初期の段階では、まだ自覚症状がみられません。しかし、目の中の血管の状態をみると、小さな出血など、少しずつ異常があらわれています。
中期になると、視界がかすむなどの症状が感じられます。このとき目の中で、血管がつまるなどの障害が起きています。

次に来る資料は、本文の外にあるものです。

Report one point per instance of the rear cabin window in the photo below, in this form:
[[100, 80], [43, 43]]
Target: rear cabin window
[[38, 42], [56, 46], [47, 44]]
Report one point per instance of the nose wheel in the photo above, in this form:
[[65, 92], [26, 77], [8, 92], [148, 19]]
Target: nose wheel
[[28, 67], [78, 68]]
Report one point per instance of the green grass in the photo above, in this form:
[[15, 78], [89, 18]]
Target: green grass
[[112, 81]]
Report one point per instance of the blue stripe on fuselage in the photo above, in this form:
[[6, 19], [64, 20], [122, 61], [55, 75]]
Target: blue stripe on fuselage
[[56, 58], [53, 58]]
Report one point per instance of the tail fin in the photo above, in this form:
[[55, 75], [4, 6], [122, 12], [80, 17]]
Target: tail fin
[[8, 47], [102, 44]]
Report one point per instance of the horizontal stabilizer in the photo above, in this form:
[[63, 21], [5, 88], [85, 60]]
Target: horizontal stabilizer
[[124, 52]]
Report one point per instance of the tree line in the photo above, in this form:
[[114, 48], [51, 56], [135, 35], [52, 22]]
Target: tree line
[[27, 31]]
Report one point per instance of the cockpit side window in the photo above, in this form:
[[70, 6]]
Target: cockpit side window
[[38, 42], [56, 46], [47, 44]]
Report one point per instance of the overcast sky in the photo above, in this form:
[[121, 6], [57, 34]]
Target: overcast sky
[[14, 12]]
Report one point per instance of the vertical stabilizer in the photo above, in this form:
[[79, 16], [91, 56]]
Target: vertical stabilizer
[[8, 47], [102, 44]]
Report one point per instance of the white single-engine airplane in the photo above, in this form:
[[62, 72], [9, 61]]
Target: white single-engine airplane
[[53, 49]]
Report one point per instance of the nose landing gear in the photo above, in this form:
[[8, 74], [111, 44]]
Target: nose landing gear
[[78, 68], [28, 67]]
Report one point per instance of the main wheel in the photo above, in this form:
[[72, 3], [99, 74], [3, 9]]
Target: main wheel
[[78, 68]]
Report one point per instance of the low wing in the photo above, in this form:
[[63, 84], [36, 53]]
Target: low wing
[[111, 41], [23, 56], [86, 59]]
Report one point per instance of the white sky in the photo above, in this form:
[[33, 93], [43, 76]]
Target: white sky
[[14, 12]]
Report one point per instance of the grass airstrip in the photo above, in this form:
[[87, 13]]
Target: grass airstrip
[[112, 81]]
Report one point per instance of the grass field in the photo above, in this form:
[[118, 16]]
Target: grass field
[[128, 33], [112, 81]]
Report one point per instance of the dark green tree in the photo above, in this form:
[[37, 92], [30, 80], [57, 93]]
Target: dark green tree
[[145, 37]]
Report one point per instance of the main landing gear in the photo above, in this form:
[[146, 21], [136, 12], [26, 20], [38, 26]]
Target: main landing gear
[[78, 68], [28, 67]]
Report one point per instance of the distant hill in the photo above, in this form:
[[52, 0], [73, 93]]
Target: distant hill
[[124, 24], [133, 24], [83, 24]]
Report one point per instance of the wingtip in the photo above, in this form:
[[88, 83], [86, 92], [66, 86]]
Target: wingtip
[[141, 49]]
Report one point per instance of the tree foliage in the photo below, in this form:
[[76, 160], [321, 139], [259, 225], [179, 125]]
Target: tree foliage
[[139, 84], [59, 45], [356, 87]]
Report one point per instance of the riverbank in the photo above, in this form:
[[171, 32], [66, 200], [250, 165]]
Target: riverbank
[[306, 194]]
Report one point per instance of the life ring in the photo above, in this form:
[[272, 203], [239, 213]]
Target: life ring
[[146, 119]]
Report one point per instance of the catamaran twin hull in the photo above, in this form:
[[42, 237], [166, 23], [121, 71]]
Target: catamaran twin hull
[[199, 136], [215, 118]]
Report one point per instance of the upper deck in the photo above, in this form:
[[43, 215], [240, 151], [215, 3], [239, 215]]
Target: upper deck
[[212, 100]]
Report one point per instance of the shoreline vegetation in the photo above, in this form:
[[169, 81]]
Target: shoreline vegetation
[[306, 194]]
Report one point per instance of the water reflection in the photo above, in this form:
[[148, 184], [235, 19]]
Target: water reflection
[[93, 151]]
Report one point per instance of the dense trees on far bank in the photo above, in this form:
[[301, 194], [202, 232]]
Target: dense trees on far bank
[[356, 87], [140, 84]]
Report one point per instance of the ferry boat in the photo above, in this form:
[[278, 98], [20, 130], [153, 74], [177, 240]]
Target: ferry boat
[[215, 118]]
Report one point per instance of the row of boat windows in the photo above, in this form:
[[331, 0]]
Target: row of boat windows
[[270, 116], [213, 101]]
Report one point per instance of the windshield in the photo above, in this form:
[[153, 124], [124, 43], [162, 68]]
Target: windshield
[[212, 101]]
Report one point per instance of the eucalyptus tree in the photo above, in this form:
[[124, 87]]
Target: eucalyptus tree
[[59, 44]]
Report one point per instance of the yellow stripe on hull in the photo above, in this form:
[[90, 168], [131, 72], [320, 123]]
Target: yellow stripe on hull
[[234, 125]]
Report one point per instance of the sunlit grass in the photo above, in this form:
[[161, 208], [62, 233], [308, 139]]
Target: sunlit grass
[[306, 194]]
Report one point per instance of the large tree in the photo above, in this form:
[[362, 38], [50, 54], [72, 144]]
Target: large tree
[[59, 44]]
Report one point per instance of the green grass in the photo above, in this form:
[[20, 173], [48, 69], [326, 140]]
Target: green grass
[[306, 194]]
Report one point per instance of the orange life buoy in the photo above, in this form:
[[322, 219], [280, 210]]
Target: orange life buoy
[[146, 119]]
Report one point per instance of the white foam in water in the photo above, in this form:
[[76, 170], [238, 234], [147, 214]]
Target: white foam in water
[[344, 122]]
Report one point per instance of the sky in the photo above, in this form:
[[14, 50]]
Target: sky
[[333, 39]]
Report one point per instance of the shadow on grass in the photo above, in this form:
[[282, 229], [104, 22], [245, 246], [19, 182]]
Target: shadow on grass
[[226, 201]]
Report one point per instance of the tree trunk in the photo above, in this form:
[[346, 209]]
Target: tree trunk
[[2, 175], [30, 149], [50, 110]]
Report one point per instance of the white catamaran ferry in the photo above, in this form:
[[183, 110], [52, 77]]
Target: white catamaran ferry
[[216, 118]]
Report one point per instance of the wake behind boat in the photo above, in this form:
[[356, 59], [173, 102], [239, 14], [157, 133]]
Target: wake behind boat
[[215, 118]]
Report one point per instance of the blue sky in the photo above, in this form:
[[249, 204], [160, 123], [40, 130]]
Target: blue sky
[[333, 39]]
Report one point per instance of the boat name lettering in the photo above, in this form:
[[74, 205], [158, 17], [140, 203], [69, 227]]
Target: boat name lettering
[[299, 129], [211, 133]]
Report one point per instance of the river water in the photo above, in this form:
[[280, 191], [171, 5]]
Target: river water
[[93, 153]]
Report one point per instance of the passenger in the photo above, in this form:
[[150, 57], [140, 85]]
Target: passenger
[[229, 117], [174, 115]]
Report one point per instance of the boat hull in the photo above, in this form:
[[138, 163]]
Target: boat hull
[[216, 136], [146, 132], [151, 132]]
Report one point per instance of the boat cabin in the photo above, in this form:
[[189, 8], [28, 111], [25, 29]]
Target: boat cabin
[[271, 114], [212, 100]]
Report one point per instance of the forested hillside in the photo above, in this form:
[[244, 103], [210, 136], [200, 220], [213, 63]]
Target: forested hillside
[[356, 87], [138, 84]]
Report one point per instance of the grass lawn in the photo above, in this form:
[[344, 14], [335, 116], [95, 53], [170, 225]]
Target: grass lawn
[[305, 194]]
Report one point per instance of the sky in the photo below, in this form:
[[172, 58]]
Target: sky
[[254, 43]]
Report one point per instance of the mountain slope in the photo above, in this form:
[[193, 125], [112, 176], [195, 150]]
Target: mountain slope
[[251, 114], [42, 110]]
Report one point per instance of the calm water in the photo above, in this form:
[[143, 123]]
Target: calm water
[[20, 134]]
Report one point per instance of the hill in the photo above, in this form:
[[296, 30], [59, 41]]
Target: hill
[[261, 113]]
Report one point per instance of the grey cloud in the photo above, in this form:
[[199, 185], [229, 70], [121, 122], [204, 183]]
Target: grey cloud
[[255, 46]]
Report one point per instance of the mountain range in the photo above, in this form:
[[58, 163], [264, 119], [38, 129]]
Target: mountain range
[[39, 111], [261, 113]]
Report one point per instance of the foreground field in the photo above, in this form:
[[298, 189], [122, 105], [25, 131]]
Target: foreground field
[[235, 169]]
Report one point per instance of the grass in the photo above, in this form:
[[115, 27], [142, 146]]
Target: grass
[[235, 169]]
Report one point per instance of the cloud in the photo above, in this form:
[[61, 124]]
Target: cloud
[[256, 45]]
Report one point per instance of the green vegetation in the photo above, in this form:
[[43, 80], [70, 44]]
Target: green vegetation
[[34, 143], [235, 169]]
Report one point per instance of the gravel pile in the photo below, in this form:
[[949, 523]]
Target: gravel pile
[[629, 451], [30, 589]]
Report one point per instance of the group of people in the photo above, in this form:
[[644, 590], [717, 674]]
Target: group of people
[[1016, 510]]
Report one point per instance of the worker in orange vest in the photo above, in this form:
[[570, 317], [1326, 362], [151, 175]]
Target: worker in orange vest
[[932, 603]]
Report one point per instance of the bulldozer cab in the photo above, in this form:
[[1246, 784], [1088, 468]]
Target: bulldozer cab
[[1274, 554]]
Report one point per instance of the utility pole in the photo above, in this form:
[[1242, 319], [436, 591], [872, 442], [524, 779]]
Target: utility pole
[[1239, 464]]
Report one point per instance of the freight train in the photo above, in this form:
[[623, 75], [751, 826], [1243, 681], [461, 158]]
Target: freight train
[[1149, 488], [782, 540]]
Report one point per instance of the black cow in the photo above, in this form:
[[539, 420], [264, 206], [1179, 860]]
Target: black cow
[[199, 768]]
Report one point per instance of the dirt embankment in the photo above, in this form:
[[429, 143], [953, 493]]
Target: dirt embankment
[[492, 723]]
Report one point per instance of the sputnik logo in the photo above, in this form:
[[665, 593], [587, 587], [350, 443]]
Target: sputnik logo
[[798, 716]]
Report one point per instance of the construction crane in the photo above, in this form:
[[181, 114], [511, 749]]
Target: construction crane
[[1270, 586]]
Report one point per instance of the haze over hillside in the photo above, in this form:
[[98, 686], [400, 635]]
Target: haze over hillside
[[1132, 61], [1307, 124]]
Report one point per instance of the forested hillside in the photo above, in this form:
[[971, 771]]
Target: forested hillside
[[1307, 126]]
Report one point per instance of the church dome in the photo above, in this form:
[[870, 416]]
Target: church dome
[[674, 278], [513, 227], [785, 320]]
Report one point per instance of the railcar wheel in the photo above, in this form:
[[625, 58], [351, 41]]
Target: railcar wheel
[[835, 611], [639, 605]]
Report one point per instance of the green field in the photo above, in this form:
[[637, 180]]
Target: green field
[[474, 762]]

末期になると、視力低下や飛蚊症が起こり、さらには失明に至ることもあります。目の中で大きな出血が起こる、あるいは網膜剥離や、緑内障など、他の病気を併発している場合があります。糖尿病性網膜症はかなり進行するまで自覚症状がない場合も多く、見え方だけで自己判断するのは非常に危険です。糖尿病がある方は、定期的に眼科受診し必ず眼底検査を受けましょう。当院ではかかりつけの内科と連携し、血糖値の管理と眼の状態を内科ドクターと共有しながら糖尿病との合併症を最小限に留めるよう全力でサポートしていきます。
糖尿病網膜症の検査
視力検査
糖尿病性網膜症が進行すると視力低下が現れますので、他の眼疾患と同様に、視力検査は重要な検査です。
眼底検査
目の奥に光を当てて網膜を直接観察し、網膜やその血管の状態を調べます。
光干渉断層計(OCT)検査
視力障害を来しやすい黄斑部の浮腫など網膜の変化を詳細に把握します。
治療法
糖尿病網膜症は、完全に治すことのできない病気です。治療は、症状の悪化を防ぐために行われます。
単純糖尿病網膜症(初期の網膜症)
網膜に小さな眼底出血や白斑が見られますが、自覚症状はありません。血糖値を下げることで網膜を元の状態に戻すことも可能です。定期的な眼底検査による経過観察を要します。
前増殖糖尿病網膜症(中期の網膜症)
網膜における血流が悪くなり、毛細血管が詰まると、網膜が酸欠状態となり、異常で出血やすい新生血管が作り出されます。新生血管の発生を防ぐために、レーザーで眼底を焼く「レーザー光凝固術」が行われます。そのまま放置すると、増殖糖尿病網膜症に進行してしまい、失明の危険性が高くなります。
増殖糖尿病網膜症(進行期の網膜症)
この状態になると重症で危険です。眼内に硝子体出血や増殖膜という線維膜が生じて、それによる難治な血管新生緑内障や牽引性網膜剥離など、様々な病態が引き起こされます。治療としては、レーザー治療(網膜光凝固術)はもちろん必要ですが、それでも進行を阻止できないような場合は、硝子体手術の適応になります。特に年齢が若い方ほど進行は早いため、慎重に経過を見ていく必要があります。
黄斑浮腫
黄斑は網膜の中心にあり、物を見るために最も大事な部分です。糖尿病により毛細血管が障害されると、血管から血液成分が漏れ出してむくみを形成しますが、それが黄斑に起こった場合を糖尿病黄斑浮腫と呼びます。視力低下の主原因の一つであります。ステロイドや抗血管内皮細胞成長因子(VEGF)薬の硝子体注射が保険適応となり、有効な治療として確立されてきています。
*当院では必要に応じて、黄斑網膜専門医である院長が硝子体注射、網膜レーザー治療を行います。増殖網膜症に進行し、手術が必要な場合は、連携している専門病院にご紹介いたします。